Big Breeze, No Sweat -- Armchair Sailing
From CSCWiki
One of the greatest things about Cal Sailing Club is the opportunity to get involved in elaborate projects without the slightest risk of having to open a paint can, pick up a grinder, fill out a form, or, worse yet, actually go sailing.
While the club exists to teach people to sail and help them go sailing, most members find it more exciting to speculate in detail about how the club might better accomplish purposes that often have little to do with teaching sailing or even going sailing.
If this sounds good to you, you might want to start by participating in a discussion about which boat would be best for the club. Even if you have no experience with sailboats, you can easily join in like a pro if you first warm up a little by participating in a Chevy vs Ford, girls vs boys, or Dodgers vs 49ers discussion. This will give you a feeling for the best ways to prolong discussion. No self-respecting armchair sailor would actually leave their computer to go to a bar or playground for first-hand research, but there's probably something on youtube that will be helpful.
The most arcane aspects of sailing and windsurfing technique are also a good subject for exposition at length.
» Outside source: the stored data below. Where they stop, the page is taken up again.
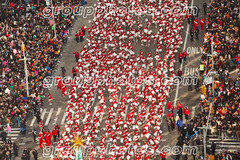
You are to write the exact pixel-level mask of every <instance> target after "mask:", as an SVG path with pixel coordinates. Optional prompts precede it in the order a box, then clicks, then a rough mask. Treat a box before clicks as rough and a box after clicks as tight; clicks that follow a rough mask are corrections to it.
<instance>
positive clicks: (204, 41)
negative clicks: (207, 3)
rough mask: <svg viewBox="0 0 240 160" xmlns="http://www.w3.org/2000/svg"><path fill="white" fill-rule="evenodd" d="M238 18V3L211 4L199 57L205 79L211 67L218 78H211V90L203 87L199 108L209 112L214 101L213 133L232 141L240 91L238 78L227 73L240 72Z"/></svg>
mask: <svg viewBox="0 0 240 160" xmlns="http://www.w3.org/2000/svg"><path fill="white" fill-rule="evenodd" d="M239 18H240V17H239V1H236V0H234V1H226V0H221V1H212V2H210V13H208V18H207V24H208V25H207V28H206V31H207V32H206V34H205V38H204V46H203V48H204V50H205V53H204V54H203V55H202V62H203V64H204V65H205V72H204V74H203V76H204V77H207V74H208V72H209V71H210V69H211V68H212V67H213V68H214V70H216V71H217V74H216V75H215V76H214V86H212V84H210V85H209V84H208V85H206V88H207V92H206V94H205V97H203V98H202V100H201V106H202V107H203V108H204V109H206V110H209V108H210V105H209V104H210V103H209V102H211V101H213V106H212V110H211V113H212V114H211V118H210V124H211V126H212V130H214V129H215V130H218V131H219V130H220V132H222V131H223V130H225V131H224V132H225V133H226V134H228V136H229V137H235V138H236V136H237V135H238V134H237V133H238V132H239V131H238V130H239V127H237V126H239V120H240V97H239V90H240V89H239V76H237V77H236V76H235V78H232V77H231V76H230V72H231V71H233V70H234V69H237V68H238V72H239V71H240V61H239V53H240V52H239V42H238V41H239V35H240V30H239ZM211 43H213V53H211ZM208 54H212V56H213V57H211V58H209V56H208ZM212 61H213V66H212ZM212 87H214V91H213V90H212ZM213 92H214V93H213ZM213 95H214V96H213ZM238 138H239V136H238Z"/></svg>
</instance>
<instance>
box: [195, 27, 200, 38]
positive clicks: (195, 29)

Even if you've never taught anyone to whistle, let alone sail or windsurf, you can probably work up a half hour's worth on the best way to do or demonstrate some particular technique (say, the beach start, or the backwards sailing man overboard) without actually going in the water or having any wind. Just remember that most sailors and windsurfers tend to use a lingo all their own, so you should too. You won't understand what they say, they won't understand what you say, but the discussion will go on nonetheless, as long as no one stops and asks for a translation. Which they won't.
But for a virtual sea cruise that will make circumnavigators look like daysailors, there's nothing like a drawn out debate on CSC rules and regulations. These seem to have been devised purely as a navigation chart for the most ambitious of armchair sailors, and offer detail more minute than a hermit crab might need to walk every square inch of every ocean's floor. It's fun to cite chapter, verse, line number, subparagraph, and item number, but it's more exciting to skip the drudgery of actually looking at the things and just go straight to the part where you sum up the case in your barrister's wig and robe. Really, there's no need to know the rule book before you say what it says or should say, no one really can remember it and few would bother to look it up. Just don't forget to snap your suspenders and shake your jowls when you address the jury.